Quoique, jetant un rapide coup d'oeil à mes mains, rougies au niveau des phalanges malgré les gants, j'eus un haussement d'épaules : "enfin, presque. Je crois qu'un peu de chaleur ne me fera aucun mal."

Et à nouveau, j’emboîtais le pas de ma cousine jusqu'à un ravissant petit salon à l'étage où divers gâteaux et boissons chaudes nous attendaient. Ma petite chevauchée depuis Londres se faisait terriblement sentir : la douleur, ténue mais bien présente, partait du bas de mon dos pour gagner mes cuisses, mes genoux et mes mollets. Même mes omoplates me faisaient souffrir. A croire que Londres avait sapé toute ma vitalité, toute mon énergie. J'ignorais si nous pourrions nous promener à cheval, Elizabeth et moi : le froid était dense et coupant, et nous étions toutes les deux des prisonnières sans en porter véritablement le nom ; quoique j'aurais préféré rester sous bonne garde à Woodstock avec elle qu'entre les murs de Whitehall. Les couloirs bondés, la ville insalubre et dangereuse, la continuelle présence de ma mère, tout ceci me donnait parfois des colères, souvent l'envie de m'asseoir et pleurer. Heureusement, j'y avais Mary. Et ici, Elizabeth. Mais elle, qui avait-elle pour l'aider et la soutenir ? Je songeais aux dames de compagnie dont j'avais aperçu quelques visages à l'entrée : une parmi elle était-elle ici de son plein gré, par amitié pour la princesse, ou avaient-elles toutes été mandées par Mary Tudor ?
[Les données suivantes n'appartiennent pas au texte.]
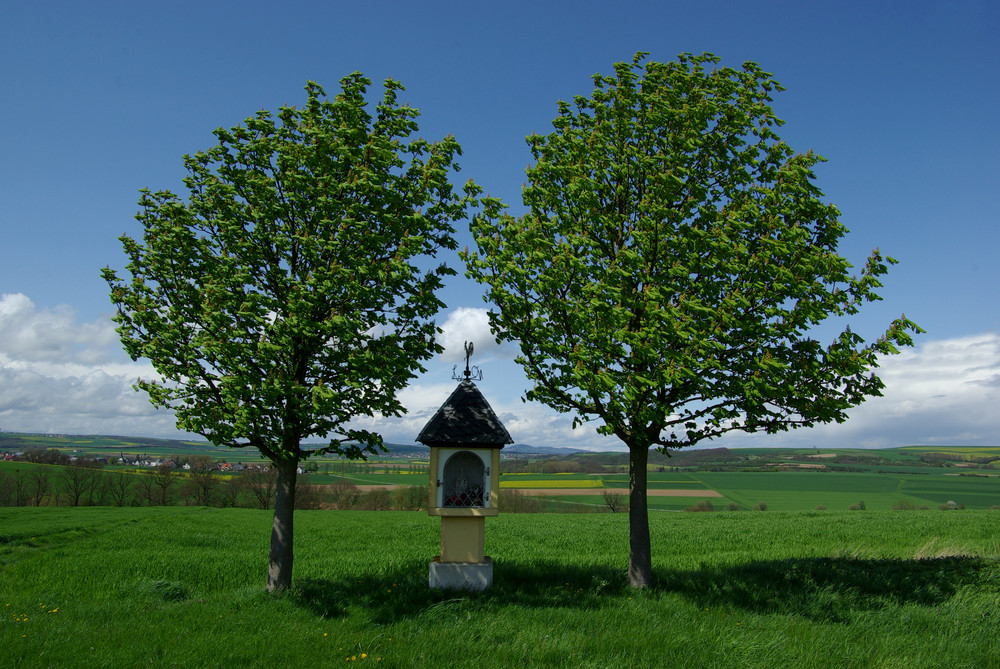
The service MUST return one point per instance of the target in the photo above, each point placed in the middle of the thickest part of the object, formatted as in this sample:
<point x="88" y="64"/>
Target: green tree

Je pris place aux côtés de ma cousine dans un confortable fauteuil aux couleurs des Tudor, la plus grande famille d'Angleterre à l'heure où nous étions, la famille royale. Elizabeth en portait le nom, j'en faisais partie aussi par ma mère, nièce du redoutable Henry VIII. Tudor, Grey, peu de choses nous différenciaient au fond, sinon ces quelques lettres. Les fantômes de nos ancêtres hantaient encore les sphères du pouvoir et nous devions être dignes de leurs actes de grandeur en corrigeant dans la droiture leurs faiblesses : une leçon dans laquelle mon père m'avait bercée toute ma vie. Nous avions nos malheurs, aussi, non des moindres : je doutais qu'une honorable famille de bourgeois puisse se targuer d'avoir vu autant de morts qu'Elizabeth, ou moi depuis un an. Et pourtant nous portions nos noms comme des flambeaux, comme si le simple fait de les mentionner nous protégerait de tout mal... Parfois, je soupçonnais le contraire, en réalité. Mais ces noms pouvaient être maudits, ce sang pouvait sceller à jamais notre destin, j'en étais fière. Parce-qu'il ne pouvait pas en être autrement : résumer les familles royales aux mots de complots, meurtres, trahisons était réducteur, et même complètement stupide. Certes, peu de grands en ce monde n'avaient pas de sang sur les mains. Mais bon nombre d'entre eux étaient soit des grands hommes, soi des femmes d'honneur. Ne pouvant évidemment pas figurer dans la première catégorie, j'employais tous mes efforts à intégrer la seconde, où ma cousine officiait déjà à mes yeux.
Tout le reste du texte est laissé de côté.